BBC:
A few years ago, Nathalie Des Isnards was attending a music festival with her husband David, and planning to watch her favourite group.
Before the show, they headed to the toilets. "I spent 30 minutes in the queue waiting to pee," she recalls. Much to her frustration, she missed the first part of the concert.
Meanwhile David took just "two minutes", and saw the whole show.
"I was upset. I told myself, 'We're in the 21st century, something should be done about that.'"
She set about creating a women's urinal. The simple seatless basin she devised is housed in a cubicle with roof and door, designed for faster use but also privacy. "I was not a designer. I was a user first," says the 46-year-old.
A different but important engineering challenge.
(Score: 2) by Immerman on Friday March 13 2020, @02:21PM
> The mechanics involved aren't a whole lot different between males and females. Expose yourself, and let fly.
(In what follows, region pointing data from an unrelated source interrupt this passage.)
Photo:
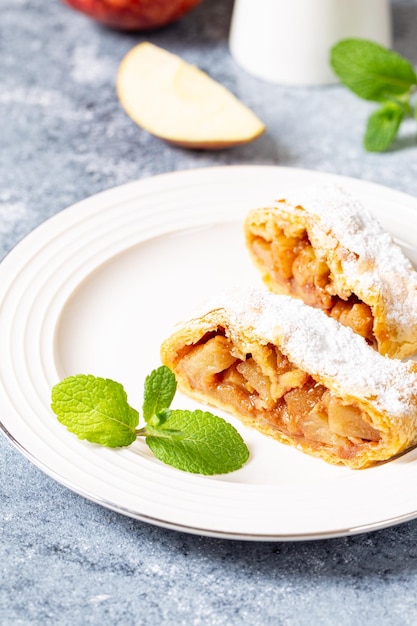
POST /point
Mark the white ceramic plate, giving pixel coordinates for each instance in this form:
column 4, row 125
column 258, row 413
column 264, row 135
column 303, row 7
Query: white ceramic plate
column 96, row 288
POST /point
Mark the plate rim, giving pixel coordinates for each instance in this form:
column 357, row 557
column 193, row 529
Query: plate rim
column 130, row 187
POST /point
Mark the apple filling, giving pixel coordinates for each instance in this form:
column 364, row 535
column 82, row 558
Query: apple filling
column 296, row 270
column 277, row 393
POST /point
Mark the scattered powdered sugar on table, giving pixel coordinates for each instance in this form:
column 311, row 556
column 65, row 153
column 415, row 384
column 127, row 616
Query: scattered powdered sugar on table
column 321, row 346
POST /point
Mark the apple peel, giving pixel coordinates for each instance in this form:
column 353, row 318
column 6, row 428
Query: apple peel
column 181, row 104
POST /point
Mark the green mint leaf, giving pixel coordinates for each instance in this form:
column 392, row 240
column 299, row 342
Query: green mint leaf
column 371, row 71
column 201, row 443
column 160, row 388
column 95, row 409
column 382, row 127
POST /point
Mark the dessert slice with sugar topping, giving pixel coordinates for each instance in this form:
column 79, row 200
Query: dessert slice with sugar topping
column 324, row 247
column 297, row 375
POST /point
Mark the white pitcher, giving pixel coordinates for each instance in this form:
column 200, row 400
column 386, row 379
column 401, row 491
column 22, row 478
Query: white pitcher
column 288, row 41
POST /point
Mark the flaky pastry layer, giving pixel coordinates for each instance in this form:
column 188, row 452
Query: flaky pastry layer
column 297, row 375
column 324, row 247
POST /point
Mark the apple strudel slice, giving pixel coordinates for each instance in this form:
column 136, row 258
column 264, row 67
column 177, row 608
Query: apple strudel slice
column 326, row 248
column 297, row 375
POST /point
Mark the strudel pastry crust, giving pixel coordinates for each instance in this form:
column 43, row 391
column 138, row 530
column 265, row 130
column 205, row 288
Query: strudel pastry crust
column 326, row 248
column 297, row 375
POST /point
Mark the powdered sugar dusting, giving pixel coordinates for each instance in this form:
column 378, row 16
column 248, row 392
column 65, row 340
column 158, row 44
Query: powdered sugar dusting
column 322, row 347
column 374, row 260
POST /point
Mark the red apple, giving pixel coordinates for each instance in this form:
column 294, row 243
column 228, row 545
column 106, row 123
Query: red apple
column 133, row 14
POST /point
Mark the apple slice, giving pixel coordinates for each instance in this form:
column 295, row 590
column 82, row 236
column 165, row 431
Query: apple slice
column 181, row 104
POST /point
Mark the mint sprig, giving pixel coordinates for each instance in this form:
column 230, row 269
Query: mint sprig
column 377, row 74
column 96, row 409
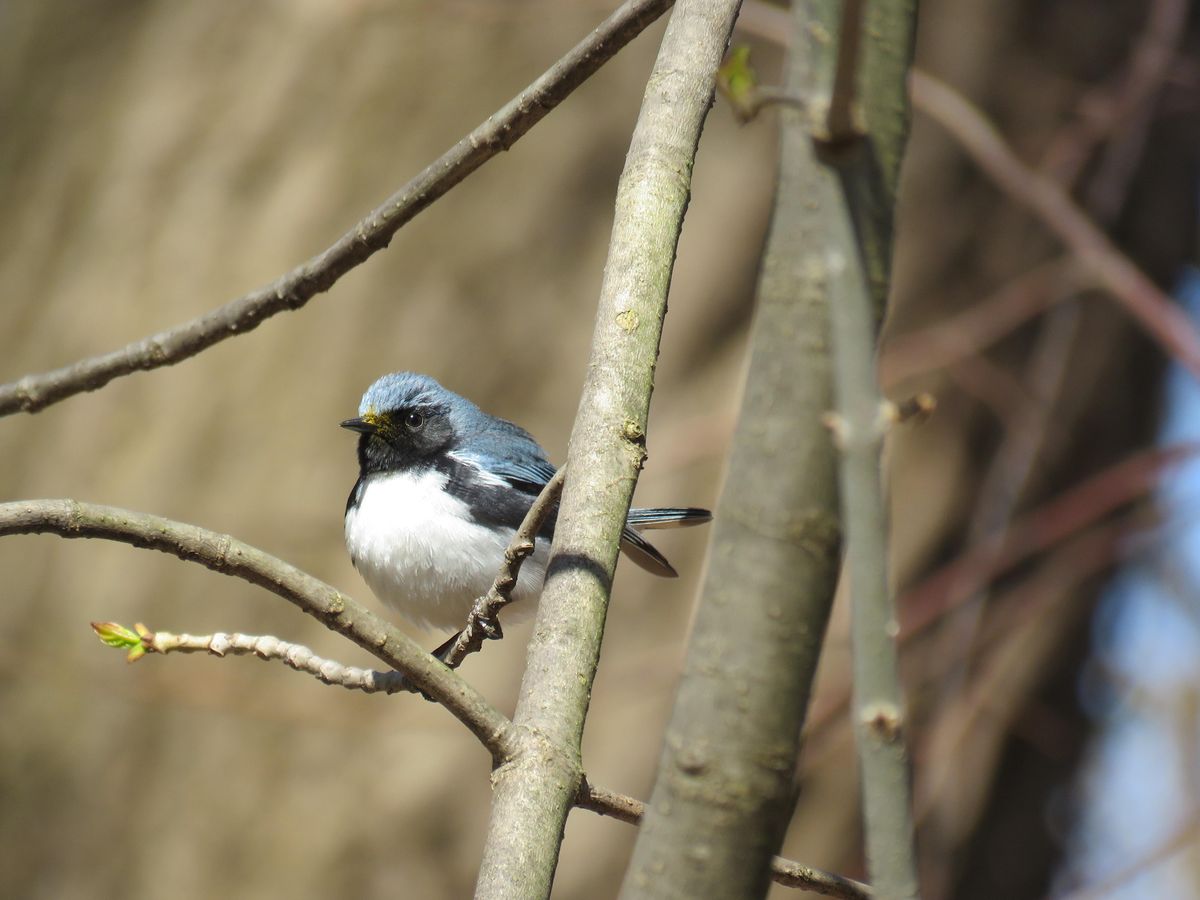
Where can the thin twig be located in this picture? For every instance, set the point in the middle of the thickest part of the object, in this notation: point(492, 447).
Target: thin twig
point(267, 647)
point(784, 871)
point(372, 234)
point(841, 123)
point(589, 797)
point(1153, 310)
point(483, 622)
point(228, 556)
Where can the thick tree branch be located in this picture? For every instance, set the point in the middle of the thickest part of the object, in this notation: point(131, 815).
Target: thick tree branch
point(535, 791)
point(784, 871)
point(228, 556)
point(372, 234)
point(724, 789)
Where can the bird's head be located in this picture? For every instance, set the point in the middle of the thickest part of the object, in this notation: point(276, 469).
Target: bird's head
point(403, 419)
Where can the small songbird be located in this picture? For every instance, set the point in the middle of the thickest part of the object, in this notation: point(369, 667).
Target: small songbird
point(442, 489)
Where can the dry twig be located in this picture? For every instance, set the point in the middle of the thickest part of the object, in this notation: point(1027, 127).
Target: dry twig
point(369, 237)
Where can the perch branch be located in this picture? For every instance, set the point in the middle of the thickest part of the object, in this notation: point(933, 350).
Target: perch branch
point(369, 237)
point(483, 621)
point(537, 790)
point(228, 556)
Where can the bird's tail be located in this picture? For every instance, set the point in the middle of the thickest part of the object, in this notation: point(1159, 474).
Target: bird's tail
point(641, 551)
point(646, 520)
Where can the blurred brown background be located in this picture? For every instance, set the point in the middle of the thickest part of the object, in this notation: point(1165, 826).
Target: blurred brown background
point(159, 159)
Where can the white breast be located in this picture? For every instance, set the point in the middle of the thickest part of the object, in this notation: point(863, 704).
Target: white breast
point(420, 552)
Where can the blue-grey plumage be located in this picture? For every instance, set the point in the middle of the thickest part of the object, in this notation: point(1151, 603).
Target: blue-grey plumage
point(442, 489)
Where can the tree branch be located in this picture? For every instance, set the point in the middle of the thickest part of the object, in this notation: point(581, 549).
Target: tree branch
point(625, 809)
point(142, 641)
point(369, 237)
point(724, 789)
point(228, 556)
point(1153, 310)
point(862, 180)
point(535, 791)
point(783, 871)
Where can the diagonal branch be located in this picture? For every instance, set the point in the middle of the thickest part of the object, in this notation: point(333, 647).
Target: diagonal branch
point(267, 647)
point(537, 790)
point(228, 556)
point(369, 237)
point(1113, 270)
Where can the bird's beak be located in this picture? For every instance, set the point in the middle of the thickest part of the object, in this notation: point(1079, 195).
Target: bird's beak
point(364, 425)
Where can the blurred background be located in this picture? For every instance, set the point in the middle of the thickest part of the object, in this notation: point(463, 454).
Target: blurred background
point(159, 159)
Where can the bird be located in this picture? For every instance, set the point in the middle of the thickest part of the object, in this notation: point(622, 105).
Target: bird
point(442, 489)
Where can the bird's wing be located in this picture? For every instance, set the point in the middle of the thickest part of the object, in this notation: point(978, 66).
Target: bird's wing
point(529, 474)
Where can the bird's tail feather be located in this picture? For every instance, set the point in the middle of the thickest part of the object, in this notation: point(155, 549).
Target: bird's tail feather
point(641, 551)
point(645, 520)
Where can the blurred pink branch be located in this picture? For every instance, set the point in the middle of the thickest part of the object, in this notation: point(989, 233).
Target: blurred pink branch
point(978, 327)
point(1043, 528)
point(1153, 310)
point(369, 237)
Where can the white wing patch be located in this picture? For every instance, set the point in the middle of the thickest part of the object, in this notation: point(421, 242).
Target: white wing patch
point(419, 551)
point(484, 475)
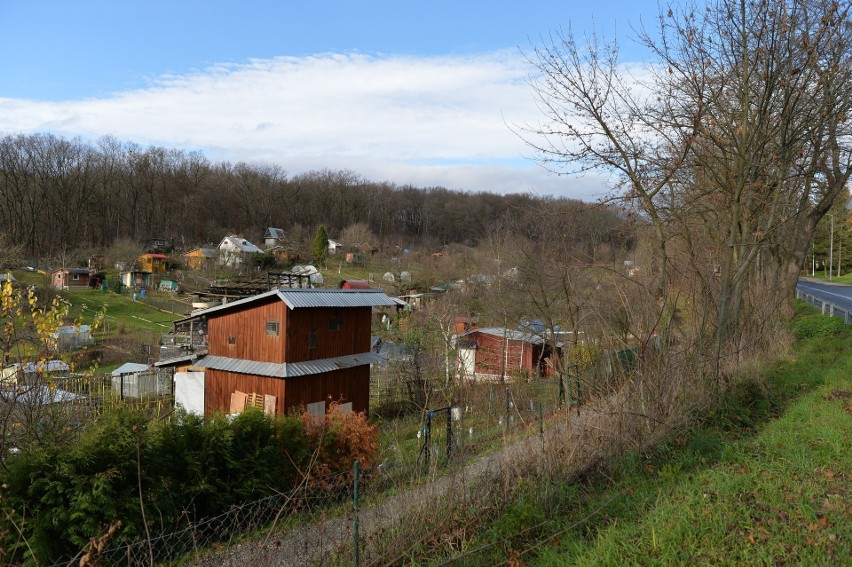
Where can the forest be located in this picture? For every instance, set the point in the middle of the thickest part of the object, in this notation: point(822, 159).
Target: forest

Well - they are a fair bit different in practice since women don't have an easy-aim dongle. Men can discretely unzip-and-whip in a relatively exposed area like a urinal. If you're going to squat you need to pull your pants down around your knees, and some sort of handhold helps immensely to avoid pissing on them.
Dresses are obviously more convenient for the act - but they pay for it by being less convenient for just about everything else.